Rafael Suriani, o artista que “cola” drag queens pelas ruas
Em livro independente, ele cataloga mais de 150 lambe-lambes de performers poderosas e purpurinadas
Aos 18 anos, o artista plástico Rafael Suriani teve seu primeiro contato com o mundo das drag queens. “Tinha acabado de sair do armário e fiquei completamente fascinado por elas na balada A Lôca”, relembra o paulistano, hoje com 37 anos. A forma precisa como manejavam a maquiagem o deslumbrava, mas o encanto delas superava o apelo visual. “Elas me ensinaram, com suas perucas e roupas, que a feminilidade não é natural, e sim construída.”
A transformação da admiração em matéria-prima para a arte demorou, mas vingou. Em 2013, Suriani iniciou a série Street Queens, que já espalhou mais de 200 lambe-lambes de drags pelo planeta. Nesta semana, ele lança um livro homônimo com mais de 150 fotos dessa produção.
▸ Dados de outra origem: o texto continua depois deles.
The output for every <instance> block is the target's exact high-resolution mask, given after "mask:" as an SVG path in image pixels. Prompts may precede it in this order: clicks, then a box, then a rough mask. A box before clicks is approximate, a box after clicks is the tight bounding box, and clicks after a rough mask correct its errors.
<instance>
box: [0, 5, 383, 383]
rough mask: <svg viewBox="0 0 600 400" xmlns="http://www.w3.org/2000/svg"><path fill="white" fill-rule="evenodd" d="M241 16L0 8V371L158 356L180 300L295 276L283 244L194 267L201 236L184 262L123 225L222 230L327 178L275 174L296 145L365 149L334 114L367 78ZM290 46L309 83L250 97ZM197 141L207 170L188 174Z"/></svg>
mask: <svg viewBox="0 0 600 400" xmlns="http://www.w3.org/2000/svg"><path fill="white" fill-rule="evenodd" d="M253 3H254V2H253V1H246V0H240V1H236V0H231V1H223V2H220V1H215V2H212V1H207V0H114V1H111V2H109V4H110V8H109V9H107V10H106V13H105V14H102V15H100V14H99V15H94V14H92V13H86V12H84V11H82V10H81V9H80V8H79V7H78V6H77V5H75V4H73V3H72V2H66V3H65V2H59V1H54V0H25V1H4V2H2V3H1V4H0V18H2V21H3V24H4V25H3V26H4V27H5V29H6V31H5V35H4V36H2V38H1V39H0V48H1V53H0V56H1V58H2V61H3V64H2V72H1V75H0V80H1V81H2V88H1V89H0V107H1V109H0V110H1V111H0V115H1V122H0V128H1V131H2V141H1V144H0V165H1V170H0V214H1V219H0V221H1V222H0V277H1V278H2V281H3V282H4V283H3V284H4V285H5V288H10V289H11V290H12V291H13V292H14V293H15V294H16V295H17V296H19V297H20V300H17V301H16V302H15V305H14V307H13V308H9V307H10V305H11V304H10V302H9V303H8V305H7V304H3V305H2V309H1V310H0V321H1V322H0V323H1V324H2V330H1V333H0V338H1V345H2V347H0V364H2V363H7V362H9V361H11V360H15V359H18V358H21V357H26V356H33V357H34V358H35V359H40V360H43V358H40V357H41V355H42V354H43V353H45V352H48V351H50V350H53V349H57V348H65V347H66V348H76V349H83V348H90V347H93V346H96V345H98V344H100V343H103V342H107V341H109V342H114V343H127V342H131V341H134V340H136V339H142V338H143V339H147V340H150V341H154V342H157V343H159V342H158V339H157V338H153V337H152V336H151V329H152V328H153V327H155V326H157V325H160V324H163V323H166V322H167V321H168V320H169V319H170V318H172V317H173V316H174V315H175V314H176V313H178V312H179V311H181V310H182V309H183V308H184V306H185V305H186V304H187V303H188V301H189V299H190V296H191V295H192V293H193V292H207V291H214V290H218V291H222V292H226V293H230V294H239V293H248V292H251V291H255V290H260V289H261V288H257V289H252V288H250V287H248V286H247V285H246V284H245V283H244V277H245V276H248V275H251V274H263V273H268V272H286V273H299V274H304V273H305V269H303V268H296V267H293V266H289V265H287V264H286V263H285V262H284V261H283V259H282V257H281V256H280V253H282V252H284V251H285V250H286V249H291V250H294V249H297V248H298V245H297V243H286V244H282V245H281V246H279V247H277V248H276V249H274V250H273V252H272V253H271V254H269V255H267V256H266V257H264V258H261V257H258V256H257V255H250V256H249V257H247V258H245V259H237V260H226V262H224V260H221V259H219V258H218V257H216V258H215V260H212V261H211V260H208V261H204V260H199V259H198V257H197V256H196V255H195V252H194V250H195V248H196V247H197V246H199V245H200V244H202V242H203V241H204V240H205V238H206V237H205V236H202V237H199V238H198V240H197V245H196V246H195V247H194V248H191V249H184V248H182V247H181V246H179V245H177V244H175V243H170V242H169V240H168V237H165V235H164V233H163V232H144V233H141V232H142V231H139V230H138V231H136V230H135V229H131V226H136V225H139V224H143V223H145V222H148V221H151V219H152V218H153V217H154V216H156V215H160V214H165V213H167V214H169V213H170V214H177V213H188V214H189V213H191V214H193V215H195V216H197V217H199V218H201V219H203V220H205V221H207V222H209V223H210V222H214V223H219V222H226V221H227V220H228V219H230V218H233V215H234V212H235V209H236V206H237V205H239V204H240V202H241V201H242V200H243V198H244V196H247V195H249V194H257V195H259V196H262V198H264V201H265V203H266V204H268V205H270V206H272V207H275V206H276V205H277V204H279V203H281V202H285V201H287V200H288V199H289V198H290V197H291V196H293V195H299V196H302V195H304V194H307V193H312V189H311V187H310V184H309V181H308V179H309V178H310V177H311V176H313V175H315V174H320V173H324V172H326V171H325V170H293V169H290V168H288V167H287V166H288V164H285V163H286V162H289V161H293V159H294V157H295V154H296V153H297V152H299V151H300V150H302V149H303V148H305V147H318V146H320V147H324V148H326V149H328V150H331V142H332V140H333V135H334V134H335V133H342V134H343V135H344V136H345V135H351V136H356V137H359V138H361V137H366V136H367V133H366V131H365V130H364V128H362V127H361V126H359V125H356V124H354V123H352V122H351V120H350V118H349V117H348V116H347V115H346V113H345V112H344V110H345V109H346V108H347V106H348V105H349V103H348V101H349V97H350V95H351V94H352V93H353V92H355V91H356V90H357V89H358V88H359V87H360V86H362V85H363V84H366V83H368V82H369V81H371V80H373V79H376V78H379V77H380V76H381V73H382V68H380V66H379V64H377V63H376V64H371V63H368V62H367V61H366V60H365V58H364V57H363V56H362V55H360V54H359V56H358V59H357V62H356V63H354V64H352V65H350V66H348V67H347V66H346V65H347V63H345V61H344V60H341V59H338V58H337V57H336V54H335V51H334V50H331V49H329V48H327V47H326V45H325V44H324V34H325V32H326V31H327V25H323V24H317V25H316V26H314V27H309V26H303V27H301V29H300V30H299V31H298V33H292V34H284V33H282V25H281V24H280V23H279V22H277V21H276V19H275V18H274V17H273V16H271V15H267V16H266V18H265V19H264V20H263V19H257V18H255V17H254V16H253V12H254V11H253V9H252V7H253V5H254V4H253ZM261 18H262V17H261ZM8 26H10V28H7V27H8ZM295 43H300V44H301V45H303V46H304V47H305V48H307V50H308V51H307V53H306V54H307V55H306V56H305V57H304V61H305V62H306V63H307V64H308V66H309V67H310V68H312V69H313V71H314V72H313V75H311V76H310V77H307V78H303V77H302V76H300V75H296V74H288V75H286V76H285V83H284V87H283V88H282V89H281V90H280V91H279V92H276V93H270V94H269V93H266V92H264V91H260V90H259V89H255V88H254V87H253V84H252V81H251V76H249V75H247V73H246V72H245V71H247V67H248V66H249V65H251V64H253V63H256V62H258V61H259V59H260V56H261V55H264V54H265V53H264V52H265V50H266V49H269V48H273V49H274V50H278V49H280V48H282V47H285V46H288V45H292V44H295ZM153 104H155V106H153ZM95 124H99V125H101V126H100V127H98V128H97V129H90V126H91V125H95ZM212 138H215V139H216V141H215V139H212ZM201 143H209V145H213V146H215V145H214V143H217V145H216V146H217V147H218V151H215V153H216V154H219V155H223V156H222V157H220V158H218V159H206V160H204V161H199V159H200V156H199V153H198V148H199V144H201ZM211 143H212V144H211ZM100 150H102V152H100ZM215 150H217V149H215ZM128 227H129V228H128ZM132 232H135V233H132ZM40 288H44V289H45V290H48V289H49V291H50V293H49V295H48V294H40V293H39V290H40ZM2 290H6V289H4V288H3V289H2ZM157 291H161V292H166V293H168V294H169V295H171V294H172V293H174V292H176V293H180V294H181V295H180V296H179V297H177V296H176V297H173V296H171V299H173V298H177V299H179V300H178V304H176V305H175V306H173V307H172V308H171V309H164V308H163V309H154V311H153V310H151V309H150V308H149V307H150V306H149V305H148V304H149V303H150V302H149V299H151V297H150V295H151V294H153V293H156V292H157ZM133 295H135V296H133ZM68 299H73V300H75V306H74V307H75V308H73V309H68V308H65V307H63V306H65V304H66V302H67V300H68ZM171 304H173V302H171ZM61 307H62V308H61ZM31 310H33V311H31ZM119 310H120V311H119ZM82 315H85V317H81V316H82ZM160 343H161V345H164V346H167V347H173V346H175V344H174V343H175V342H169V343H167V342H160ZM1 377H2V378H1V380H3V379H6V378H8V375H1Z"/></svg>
Para levantar fundos para a publicação independente (à venda por 65 reais no site suriani-art.com e também na livraria Tapera Taperá, na República), realizou uma campanha de financiamento coletivo. O objetivo era conseguir 17 000 reais, mas as 185 doações que recebeu ultrapassaram a soma inicial e chegaram a quase 22 000 reais. A popularidade do projeto na internet deu eco à receptividade que o provocativo trabalho conquistou nas ruas.
Em Paris, onde lançou Street Queens, Suriani fez sua primeira performer de sobrancelhas arqueadas e gestos marcantes em uma intervenção coletiva, capitaneada pela associação Act Up. “Depois de pensar bastante, decidi criar um lambe da Divine, musa do Pink Flamingos”, afirma ele. A personagem do filme trash, roteirizado e dirigido por John Waters, causou uma revolução em sua vida.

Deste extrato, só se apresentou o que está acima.